All this is hardly news; it’s exhaustively documented. Then there’s the looming horizon of social and environmental acceptability. Offshore wind farms sprouting along French coasts? Brace for massive backlash and barrages of lawsuits. At best, expect yet more endless delays, cancellations, and outright abandonments.

The government knows this perfectly well—after all, its own environment and energy ministries commissioned a major study through the French Biodiversity Office (OFB). The Migralion study aimed to map how birds and bats use marine space amid surging human offshore activity in the Gulf of Lion. Surprise, surprise: the findings hardly cheerlead for wind turbines. They reveal projects plonked squarely across major migratory flyways, right at cruising altitude for large birds.

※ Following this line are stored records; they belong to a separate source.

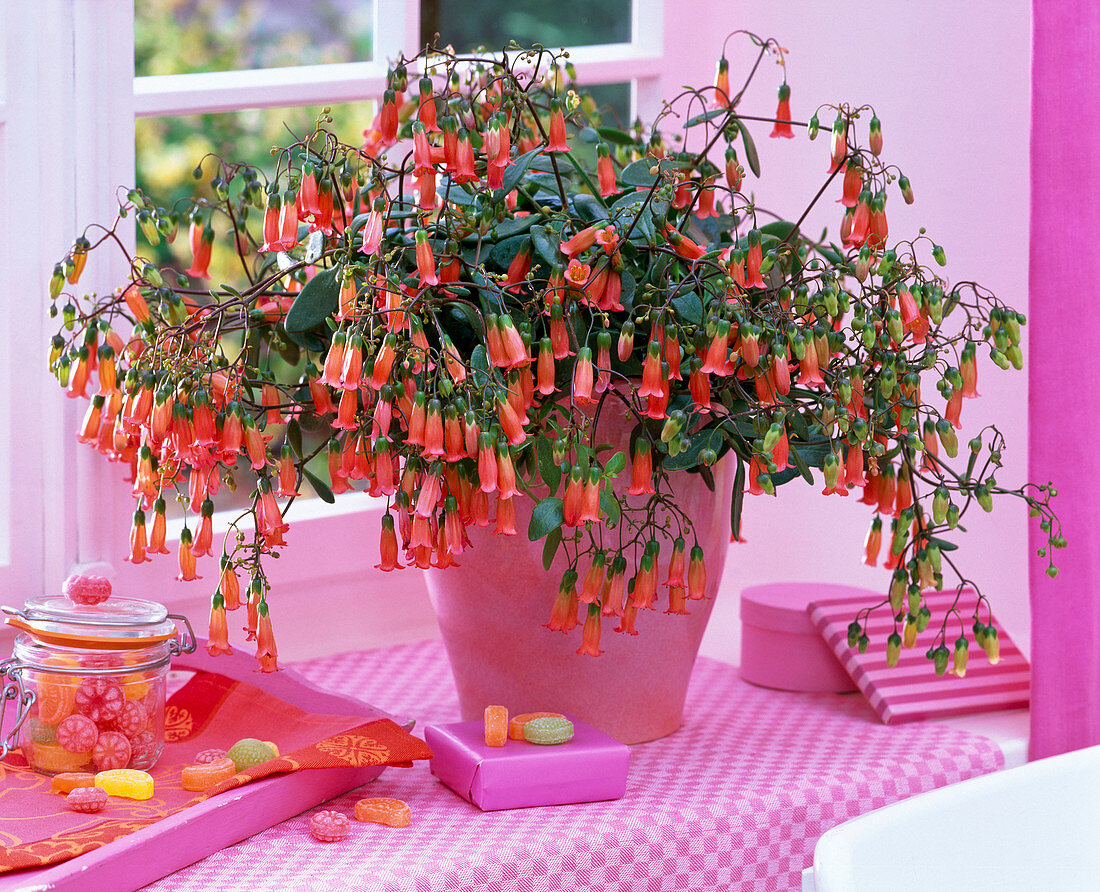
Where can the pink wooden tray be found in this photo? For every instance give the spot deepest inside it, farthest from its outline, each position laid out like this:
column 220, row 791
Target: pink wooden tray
column 196, row 832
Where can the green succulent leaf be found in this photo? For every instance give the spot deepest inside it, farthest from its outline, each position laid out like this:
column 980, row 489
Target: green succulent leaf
column 546, row 517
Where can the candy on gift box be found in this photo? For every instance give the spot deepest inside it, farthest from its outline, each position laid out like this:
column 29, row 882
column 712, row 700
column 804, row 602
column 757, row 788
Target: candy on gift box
column 548, row 730
column 496, row 725
column 127, row 782
column 68, row 781
column 201, row 777
column 591, row 768
column 516, row 724
column 249, row 752
column 392, row 813
column 86, row 799
column 329, row 826
column 210, row 756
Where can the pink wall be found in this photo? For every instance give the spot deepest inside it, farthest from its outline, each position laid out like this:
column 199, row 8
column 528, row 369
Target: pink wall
column 949, row 81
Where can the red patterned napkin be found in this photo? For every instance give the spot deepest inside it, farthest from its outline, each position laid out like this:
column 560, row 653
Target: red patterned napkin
column 209, row 712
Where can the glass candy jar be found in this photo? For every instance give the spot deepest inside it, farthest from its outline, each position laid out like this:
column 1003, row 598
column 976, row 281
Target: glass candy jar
column 87, row 682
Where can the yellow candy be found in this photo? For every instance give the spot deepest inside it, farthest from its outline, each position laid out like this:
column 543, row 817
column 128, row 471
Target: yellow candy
column 51, row 758
column 125, row 782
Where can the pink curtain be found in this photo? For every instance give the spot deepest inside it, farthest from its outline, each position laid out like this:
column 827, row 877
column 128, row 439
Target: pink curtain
column 1064, row 363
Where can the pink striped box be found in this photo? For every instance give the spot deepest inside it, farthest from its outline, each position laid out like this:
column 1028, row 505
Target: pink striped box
column 911, row 690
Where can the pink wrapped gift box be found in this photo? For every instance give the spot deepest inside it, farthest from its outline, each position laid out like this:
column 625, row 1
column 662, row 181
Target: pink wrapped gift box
column 590, row 768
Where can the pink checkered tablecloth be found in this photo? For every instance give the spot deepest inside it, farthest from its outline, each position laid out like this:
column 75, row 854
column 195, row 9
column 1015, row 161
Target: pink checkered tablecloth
column 734, row 801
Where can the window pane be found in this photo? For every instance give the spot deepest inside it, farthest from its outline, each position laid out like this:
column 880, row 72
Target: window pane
column 614, row 103
column 174, row 37
column 493, row 23
column 167, row 150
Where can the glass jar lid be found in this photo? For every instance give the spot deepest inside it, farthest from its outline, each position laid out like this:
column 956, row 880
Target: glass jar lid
column 116, row 624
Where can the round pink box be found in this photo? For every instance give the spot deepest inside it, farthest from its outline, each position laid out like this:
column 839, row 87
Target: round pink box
column 781, row 648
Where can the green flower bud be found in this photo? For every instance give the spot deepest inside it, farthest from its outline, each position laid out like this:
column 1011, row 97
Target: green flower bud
column 985, row 497
column 947, row 437
column 893, row 649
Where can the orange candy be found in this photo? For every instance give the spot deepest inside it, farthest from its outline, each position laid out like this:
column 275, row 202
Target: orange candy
column 496, row 726
column 392, row 813
column 516, row 726
column 198, row 778
column 56, row 700
column 68, row 781
column 47, row 757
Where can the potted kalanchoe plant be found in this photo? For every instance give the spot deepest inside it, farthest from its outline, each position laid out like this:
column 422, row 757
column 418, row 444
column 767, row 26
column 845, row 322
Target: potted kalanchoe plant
column 443, row 315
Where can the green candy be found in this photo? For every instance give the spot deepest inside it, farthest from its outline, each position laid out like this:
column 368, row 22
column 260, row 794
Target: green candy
column 548, row 730
column 249, row 752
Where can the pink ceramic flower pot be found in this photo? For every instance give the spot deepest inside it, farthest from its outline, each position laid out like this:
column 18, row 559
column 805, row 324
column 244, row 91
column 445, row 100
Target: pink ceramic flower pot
column 492, row 612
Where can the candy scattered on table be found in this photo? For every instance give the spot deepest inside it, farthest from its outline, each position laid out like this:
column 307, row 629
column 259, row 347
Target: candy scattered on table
column 249, row 752
column 87, row 591
column 496, row 726
column 210, row 756
column 517, row 723
column 391, row 813
column 127, row 782
column 86, row 799
column 548, row 730
column 68, row 781
column 77, row 734
column 111, row 751
column 100, row 700
column 202, row 777
column 329, row 826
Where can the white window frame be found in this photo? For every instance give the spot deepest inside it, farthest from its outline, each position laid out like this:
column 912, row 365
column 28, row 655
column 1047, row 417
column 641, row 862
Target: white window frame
column 68, row 116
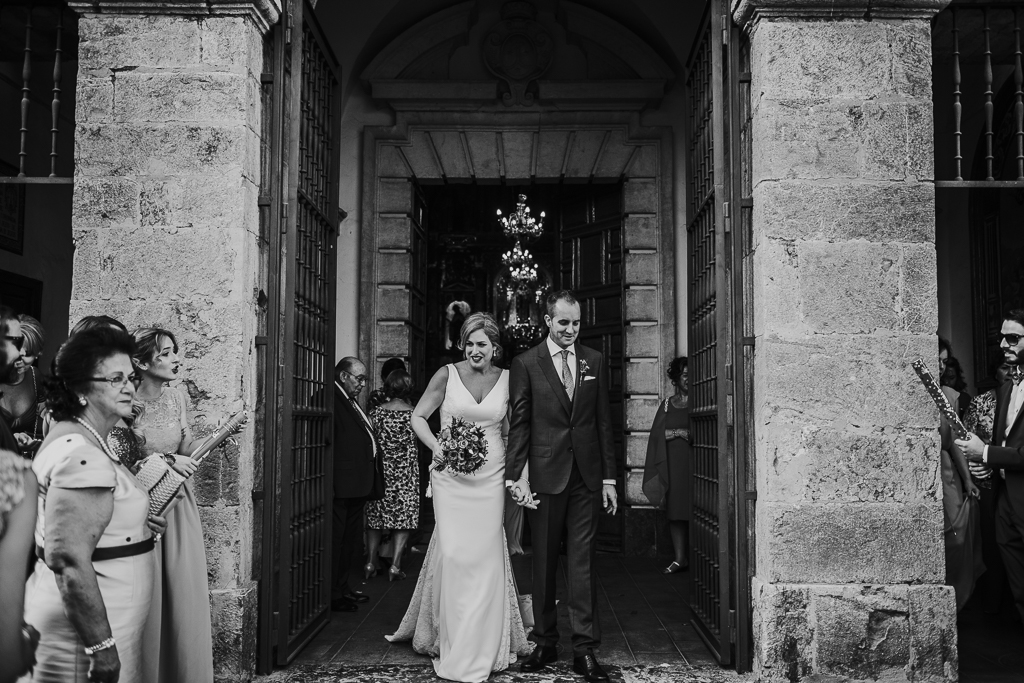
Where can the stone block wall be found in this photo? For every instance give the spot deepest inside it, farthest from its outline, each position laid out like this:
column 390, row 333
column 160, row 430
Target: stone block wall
column 850, row 557
column 165, row 225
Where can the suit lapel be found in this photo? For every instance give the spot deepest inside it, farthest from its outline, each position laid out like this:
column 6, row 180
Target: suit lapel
column 556, row 382
column 579, row 381
column 1016, row 423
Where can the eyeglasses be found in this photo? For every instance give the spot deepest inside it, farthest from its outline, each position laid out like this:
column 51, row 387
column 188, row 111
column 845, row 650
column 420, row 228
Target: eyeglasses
column 119, row 381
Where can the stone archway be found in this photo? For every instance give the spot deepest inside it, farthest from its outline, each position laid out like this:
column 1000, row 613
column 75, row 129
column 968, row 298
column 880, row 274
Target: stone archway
column 605, row 150
column 520, row 126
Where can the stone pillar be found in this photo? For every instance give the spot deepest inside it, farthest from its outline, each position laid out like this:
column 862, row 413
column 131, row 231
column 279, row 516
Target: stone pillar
column 850, row 561
column 166, row 226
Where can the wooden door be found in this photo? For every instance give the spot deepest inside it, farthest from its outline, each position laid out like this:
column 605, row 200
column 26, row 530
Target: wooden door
column 591, row 265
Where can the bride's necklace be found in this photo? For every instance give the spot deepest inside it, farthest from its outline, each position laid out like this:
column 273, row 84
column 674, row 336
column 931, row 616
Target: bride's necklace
column 102, row 441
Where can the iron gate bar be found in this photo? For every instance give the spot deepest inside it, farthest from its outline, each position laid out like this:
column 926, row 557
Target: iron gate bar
column 270, row 202
column 741, row 340
column 709, row 548
column 311, row 125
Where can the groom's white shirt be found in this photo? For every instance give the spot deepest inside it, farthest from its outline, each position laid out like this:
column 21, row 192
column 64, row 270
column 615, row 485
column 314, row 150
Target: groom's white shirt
column 556, row 357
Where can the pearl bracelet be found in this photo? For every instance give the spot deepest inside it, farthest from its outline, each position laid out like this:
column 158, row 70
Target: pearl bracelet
column 102, row 645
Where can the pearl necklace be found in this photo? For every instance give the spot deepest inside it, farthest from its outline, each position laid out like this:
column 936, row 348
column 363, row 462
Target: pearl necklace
column 102, row 441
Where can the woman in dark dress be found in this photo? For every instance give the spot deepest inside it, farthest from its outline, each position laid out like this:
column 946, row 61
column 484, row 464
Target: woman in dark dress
column 668, row 472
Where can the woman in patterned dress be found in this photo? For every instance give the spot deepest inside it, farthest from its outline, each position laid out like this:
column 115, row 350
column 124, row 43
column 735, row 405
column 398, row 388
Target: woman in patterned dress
column 979, row 420
column 178, row 639
column 399, row 509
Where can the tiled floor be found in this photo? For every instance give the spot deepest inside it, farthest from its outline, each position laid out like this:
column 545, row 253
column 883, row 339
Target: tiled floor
column 643, row 615
column 646, row 634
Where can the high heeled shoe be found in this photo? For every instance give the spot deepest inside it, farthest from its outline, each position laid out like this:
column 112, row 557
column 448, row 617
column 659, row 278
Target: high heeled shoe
column 676, row 567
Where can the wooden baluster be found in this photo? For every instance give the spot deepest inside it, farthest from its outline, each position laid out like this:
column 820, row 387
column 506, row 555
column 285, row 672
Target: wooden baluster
column 957, row 107
column 26, row 90
column 55, row 104
column 1019, row 107
column 988, row 98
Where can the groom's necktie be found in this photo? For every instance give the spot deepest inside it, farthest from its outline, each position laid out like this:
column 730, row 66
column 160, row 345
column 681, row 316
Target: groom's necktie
column 567, row 374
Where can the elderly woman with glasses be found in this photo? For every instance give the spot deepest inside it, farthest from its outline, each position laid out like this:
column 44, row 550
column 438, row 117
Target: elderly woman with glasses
column 90, row 593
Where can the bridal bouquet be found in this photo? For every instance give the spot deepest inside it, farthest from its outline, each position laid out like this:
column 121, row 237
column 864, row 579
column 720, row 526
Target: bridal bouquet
column 464, row 446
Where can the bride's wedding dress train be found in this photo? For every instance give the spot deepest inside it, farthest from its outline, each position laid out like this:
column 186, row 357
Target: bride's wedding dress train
column 465, row 611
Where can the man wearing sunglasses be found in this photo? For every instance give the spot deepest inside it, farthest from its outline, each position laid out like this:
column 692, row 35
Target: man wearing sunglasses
column 355, row 455
column 1006, row 454
column 11, row 342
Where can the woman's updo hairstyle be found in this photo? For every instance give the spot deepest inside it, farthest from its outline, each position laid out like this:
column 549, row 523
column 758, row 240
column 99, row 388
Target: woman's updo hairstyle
column 147, row 341
column 76, row 363
column 398, row 385
column 676, row 368
column 93, row 322
column 485, row 323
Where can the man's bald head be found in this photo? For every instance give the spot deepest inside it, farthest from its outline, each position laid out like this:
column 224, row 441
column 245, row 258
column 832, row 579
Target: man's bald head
column 351, row 375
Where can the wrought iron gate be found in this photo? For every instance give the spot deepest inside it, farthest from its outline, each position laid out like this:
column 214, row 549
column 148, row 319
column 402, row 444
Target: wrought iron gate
column 300, row 208
column 720, row 335
column 591, row 264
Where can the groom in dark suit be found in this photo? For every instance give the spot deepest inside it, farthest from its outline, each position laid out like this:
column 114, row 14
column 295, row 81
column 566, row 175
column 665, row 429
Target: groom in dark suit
column 561, row 423
column 1006, row 453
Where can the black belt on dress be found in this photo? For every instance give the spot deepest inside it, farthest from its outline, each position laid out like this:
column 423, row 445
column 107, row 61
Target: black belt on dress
column 115, row 552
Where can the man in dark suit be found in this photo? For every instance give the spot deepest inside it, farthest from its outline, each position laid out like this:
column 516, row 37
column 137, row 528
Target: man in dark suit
column 355, row 453
column 11, row 342
column 1006, row 454
column 561, row 424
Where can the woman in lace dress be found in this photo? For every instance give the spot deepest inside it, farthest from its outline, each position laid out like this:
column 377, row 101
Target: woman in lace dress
column 464, row 611
column 399, row 509
column 22, row 397
column 178, row 640
column 17, row 519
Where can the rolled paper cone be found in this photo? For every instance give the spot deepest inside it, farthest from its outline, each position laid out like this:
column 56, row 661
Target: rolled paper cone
column 220, row 436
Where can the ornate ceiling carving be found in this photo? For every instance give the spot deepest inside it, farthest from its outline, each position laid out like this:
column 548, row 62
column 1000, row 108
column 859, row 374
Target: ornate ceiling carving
column 580, row 59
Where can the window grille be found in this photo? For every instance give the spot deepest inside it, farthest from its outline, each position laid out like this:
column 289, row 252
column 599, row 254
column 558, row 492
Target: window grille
column 979, row 94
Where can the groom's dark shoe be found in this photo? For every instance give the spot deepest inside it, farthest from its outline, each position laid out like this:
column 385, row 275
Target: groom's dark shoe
column 539, row 658
column 587, row 667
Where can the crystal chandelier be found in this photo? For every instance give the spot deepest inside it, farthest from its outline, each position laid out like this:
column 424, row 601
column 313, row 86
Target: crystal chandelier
column 521, row 285
column 522, row 268
column 520, row 224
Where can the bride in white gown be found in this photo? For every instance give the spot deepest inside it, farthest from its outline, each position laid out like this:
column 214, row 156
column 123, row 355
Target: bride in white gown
column 465, row 612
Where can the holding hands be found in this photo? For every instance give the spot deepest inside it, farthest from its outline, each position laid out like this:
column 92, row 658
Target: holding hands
column 972, row 446
column 523, row 496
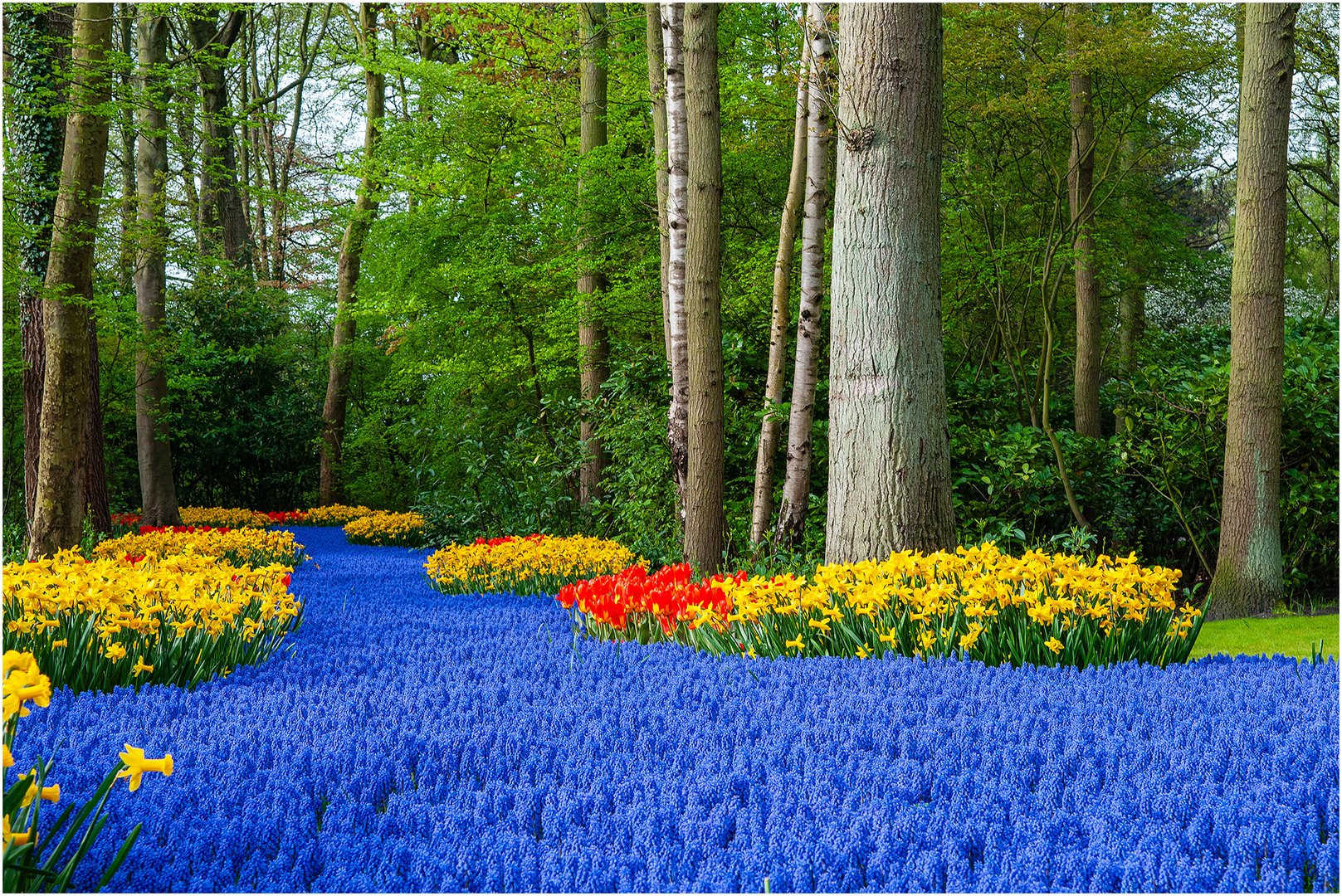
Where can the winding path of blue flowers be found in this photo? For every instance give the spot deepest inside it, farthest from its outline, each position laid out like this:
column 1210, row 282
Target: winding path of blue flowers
column 419, row 742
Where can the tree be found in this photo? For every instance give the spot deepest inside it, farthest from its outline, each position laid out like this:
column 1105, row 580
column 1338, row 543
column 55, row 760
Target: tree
column 678, row 176
column 1081, row 182
column 704, row 518
column 761, row 511
column 889, row 446
column 796, row 489
column 157, row 489
column 593, row 358
column 1248, row 567
column 350, row 256
column 66, row 400
column 37, row 43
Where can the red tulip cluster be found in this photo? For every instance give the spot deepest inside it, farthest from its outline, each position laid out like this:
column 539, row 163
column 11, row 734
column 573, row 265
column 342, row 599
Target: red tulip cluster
column 666, row 596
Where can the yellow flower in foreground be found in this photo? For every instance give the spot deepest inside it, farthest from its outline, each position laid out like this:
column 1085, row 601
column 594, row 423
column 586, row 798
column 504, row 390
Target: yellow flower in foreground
column 137, row 765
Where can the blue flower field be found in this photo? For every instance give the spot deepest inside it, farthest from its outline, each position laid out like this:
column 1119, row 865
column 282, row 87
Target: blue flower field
column 417, row 742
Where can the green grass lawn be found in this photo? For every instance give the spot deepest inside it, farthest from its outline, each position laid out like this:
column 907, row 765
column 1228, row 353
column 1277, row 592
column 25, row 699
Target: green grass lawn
column 1285, row 635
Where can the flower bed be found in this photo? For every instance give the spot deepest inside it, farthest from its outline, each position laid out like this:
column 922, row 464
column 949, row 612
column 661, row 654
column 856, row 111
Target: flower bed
column 334, row 515
column 1044, row 609
column 470, row 745
column 238, row 546
column 530, row 565
column 387, row 528
column 178, row 619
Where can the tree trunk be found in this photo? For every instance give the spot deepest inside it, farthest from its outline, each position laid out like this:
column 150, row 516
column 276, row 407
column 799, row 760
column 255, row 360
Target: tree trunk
column 350, row 255
column 157, row 489
column 1248, row 567
column 59, row 507
column 796, row 489
column 656, row 93
column 1081, row 178
column 223, row 217
column 761, row 511
column 889, row 446
column 38, row 46
column 678, row 176
column 593, row 350
column 704, row 518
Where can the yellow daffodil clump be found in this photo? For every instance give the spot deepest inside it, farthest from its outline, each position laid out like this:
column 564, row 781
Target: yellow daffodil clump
column 239, row 546
column 27, row 868
column 530, row 565
column 976, row 602
column 384, row 528
column 334, row 515
column 178, row 619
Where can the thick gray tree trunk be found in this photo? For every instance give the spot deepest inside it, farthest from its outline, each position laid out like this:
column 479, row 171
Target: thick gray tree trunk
column 761, row 511
column 796, row 489
column 1248, row 565
column 157, row 489
column 593, row 348
column 889, row 447
column 705, row 518
column 678, row 178
column 66, row 400
column 350, row 256
column 1081, row 182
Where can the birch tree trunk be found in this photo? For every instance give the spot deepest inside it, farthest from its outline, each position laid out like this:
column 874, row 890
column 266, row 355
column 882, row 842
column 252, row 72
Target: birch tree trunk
column 59, row 506
column 350, row 255
column 1248, row 565
column 157, row 489
column 38, row 46
column 678, row 176
column 796, row 489
column 593, row 349
column 705, row 519
column 889, row 447
column 656, row 93
column 761, row 511
column 1081, row 182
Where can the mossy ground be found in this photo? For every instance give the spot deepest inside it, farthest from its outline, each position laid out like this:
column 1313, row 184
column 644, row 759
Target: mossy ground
column 1286, row 635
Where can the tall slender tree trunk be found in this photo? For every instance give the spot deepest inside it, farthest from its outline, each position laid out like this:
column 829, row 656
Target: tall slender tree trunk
column 1248, row 565
column 223, row 217
column 705, row 517
column 889, row 444
column 59, row 506
column 796, row 489
column 157, row 489
column 38, row 45
column 678, row 176
column 761, row 511
column 656, row 93
column 593, row 360
column 350, row 255
column 1081, row 180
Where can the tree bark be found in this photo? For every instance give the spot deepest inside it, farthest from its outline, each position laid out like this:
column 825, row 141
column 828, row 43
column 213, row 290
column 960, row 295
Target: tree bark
column 761, row 513
column 678, row 176
column 889, row 444
column 593, row 349
column 350, row 255
column 157, row 489
column 38, row 45
column 1248, row 567
column 656, row 93
column 796, row 489
column 705, row 517
column 223, row 217
column 1081, row 182
column 59, row 506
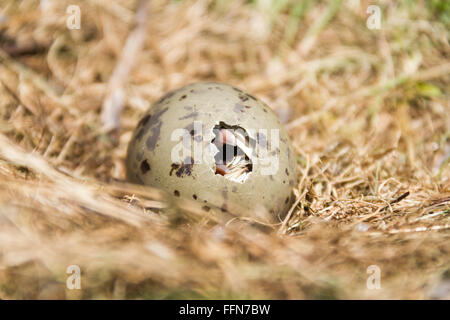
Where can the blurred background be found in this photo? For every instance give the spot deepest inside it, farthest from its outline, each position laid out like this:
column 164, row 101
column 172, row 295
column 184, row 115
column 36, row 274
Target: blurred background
column 361, row 86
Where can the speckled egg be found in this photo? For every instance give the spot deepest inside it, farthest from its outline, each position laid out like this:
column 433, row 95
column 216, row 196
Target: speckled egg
column 218, row 145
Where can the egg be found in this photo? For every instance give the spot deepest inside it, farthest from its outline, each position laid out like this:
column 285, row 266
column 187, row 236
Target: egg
column 218, row 145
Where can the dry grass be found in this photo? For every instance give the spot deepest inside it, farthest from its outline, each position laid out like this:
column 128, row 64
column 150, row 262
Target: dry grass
column 367, row 111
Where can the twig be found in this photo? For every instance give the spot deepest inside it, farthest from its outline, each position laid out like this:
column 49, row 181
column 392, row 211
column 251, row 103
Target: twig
column 113, row 102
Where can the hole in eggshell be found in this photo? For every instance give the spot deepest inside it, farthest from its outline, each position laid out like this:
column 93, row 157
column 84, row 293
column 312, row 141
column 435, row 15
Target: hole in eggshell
column 232, row 160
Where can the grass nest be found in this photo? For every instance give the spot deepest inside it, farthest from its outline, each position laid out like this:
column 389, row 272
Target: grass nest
column 367, row 111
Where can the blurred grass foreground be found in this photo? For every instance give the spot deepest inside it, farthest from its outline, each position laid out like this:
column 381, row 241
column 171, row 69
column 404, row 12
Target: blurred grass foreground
column 363, row 93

No wonder the Ligue pour la Protection des Oiseaux (LPO)—an NGO veteran winner of court battles—is up in arms. Its president, Allain Bougrain Dubourg, didn’t mince words:

“The Migralion report confirm the reckless haste with which commercial wind power generation projects are rammed through by the State. While a similar study, Migratlane, remains underway for the Atlantic, Channel, and North Sea coasts, Emmanuel Macron saw fit to reiterate at La Rochelle’s Sea Economy Conference his determination to streamline offshore wind deployment there. Yet that stretch of coastline lies along the East Atlantic Flyway—one of the world’s most vital migration corridors for birds, protected under the AEWA international agreement.”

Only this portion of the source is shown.